Do You Own the Power Plant?
Years back, the organization I worked for acquired a major mortgage company. This company, which had fallen on hard times (read: financial crisis) had not invested much capital in the IT area. The data center was extremely outdated and in need of a total rebuild.
Our CEO told me that she would get me the necessary capital to build a brand-new data center from scratch. I started to act on this, then stopped and said, “Why?” Why build this engine, this furnace for the house, when we can rent it via outsourcing? This idea was met with great resistance: We can’t give that away! We will get you the capital and build our own!
While availability of applications and services for customers is always paramount, how many consumers pick a financial organization on the capability of their “power plant,” the data center? Users, both internal and external, take it for granted.
I visited the CEO, PowerPoint in hand, determined to make the case on why we should outsource the entire data center, but on the way, I had a realization. I never used the PowerPoint. Instead I asked her, “The lights in your office are on — does it bother you that you don’t own the power plant that generated the electricity?” I continued the analogy: You come in every day, flip the switch, the lights always go on, and you pay the bill monthly. The power company performs all the tasks necessary to make that happen and they incur the cost of capital to keep things maintained and updated.
I was given permission to proceed on outsourcing. 18 months later, over 280+ applications migrated without any internal and external disruption, and a three million dollar a year run rate savings on the go-forward operating expense, AND — no use of capital by our organization.
Why do I recall this story? Fast forward to 2019 and way too many community banks are running pieces of IT infrastructure in-house that would be better supplied by a 3rd party as a “managed service.” There are many reasons behind this rationale.
- The value of IT dollars
A recent McKinsey study showed that banks spend between 4.7 and 9.4 percent of operating income on technology, while airlines spend just 2.6 percent. According to a Celent study, money going for new investments accounted for only 27 percent of bank IT spending. The rest, an enormous 73 percent went towards “keeping the lights on.” At a time when digital is a priority and the industry faces disruption from fintech entrants, would not the IT dollar be better spent on accretive and innovative initiatives?

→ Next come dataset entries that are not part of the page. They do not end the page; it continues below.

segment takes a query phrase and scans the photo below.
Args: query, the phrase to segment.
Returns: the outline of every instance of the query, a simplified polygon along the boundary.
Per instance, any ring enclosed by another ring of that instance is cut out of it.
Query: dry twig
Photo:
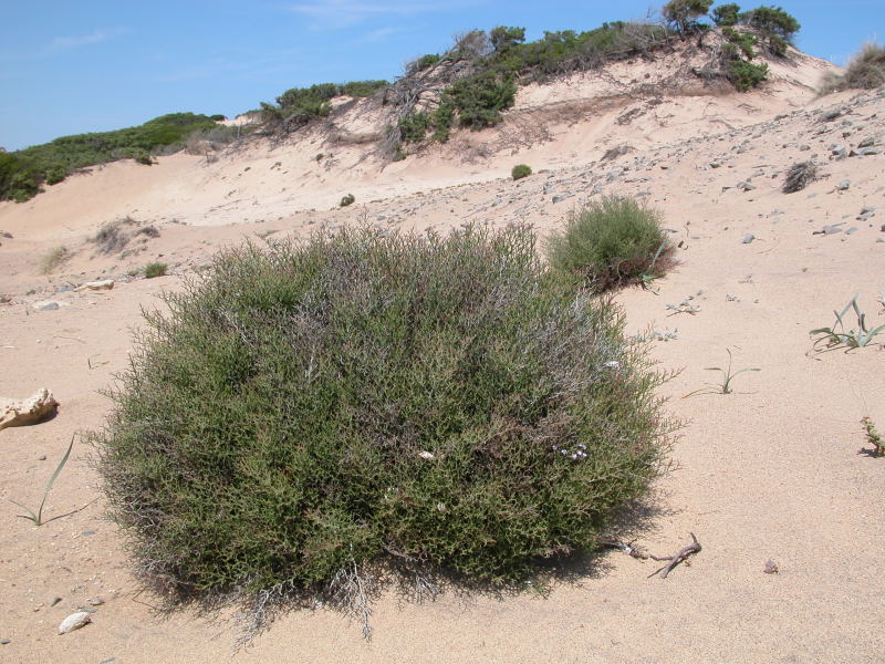
[[[662,557],[657,557],[657,556],[649,556],[649,558],[652,560],[658,560],[658,561],[669,560],[670,561],[668,564],[665,564],[663,568],[659,568],[659,569],[655,570],[654,572],[652,572],[650,574],[648,574],[649,579],[652,577],[654,577],[655,574],[657,574],[658,572],[662,572],[662,574],[660,574],[662,579],[666,579],[667,574],[669,574],[677,564],[679,564],[680,562],[685,561],[689,556],[700,551],[700,542],[698,542],[698,538],[695,537],[694,532],[689,532],[688,535],[691,536],[691,543],[688,544],[687,547],[683,547],[681,549],[679,549],[674,556],[667,556],[667,557],[663,557],[663,558]]]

Many community banks don’t employ a Technology Lifecycle Policy. Best practice here is to “refresh” major components of the hardware stack at least every three years. Failure to do this, allowing hardware and infrastructure to become outdated or reach end-of-life, will require a major capital spending event and a much more difficult upgrade path.
- IT talent and centers of excellence
The industry is experiencing a shortage of IT talent.
This is particularly acute in banks residing in non-urban markets. 3rd party providers can better attract talent and have a higher degree of retention. Creating centers of excellence with highly skilled individuals is especially important in fast-changing areas such as cybersecurity, data analytics, AI, “open APIs,” etc.
- Reliability and Support
Managed Service providers, given economies of scale, will provide a higher degree of reliability, thus reducing downtime, than in-house solutions. In a digital banking world, these firms would also provide 24×7 support for IT services. Your managed IT infrastructure will ensure that when you do deploy new applications and capabilities for your customers, they will be RASP; [Reliable, Available, Scalable, Predictable]
- Innovation
Every day we read about the drive to “digital transformation” in its many definitions and deployments. This transformation is occurring at the application layer of bank software and services. This is appropriate in the current environment. However, many infrastructure transformations have been occurring behind the scenes, including technologies such as software-defined wide area networks, hyper-converged data center architectures, etc. While focusing on the “application” side, most community banks would not have the time, budget or expertise to leverage these powerful new infrastructure developments. One could argue that even if you get the consumer digital omni-channel layer correct, it would be not leveraged to its fullest potential without some of these new digitally enabled infrastructures.
The above benefits and rational do come with items that need to be acknowledged, accepted, and addressed up front in the outsourcing process.
- Possible Lack of Transparency
It is critical that you have an assigned service delivery manager for your organization. In addition, you should have access to their real time monitoring systems and streamlined notifications processes for all “events”. There should be contracted deliverables around reporting on established Service Level Agreements.
- Project Impacts
As the organization is freed up to focus on accretive application activities, it will require better planning on implementations. It should be noted in the contract if there are “fixed” windows and processes for introducing new capabilities to the environment.
- Changing role of internal IT resources
The IT organization will not be fired when certain operations are outsourced. Instead, the existing group needs to focus and hone their skills on vendor management, 3rd party risk assessment and project management/coordination.
One of the key items in gaining the benefits of IT managed services is ensuring that the contract is extensive and comprehensive. This will avoid any hidden future fees, or missed expectations about service levels, technology lifecycle periods etc.
These challenges must be acknowledged and confronted, but they will be outweighed in most cases by the efficiencies that come with outsourcing.
So, while your outsourced “power plant” provides 24×7 RASP capabilities, you can use your critical IT resources and budgets towards accretive activities that attract and maintain customers in this digital age.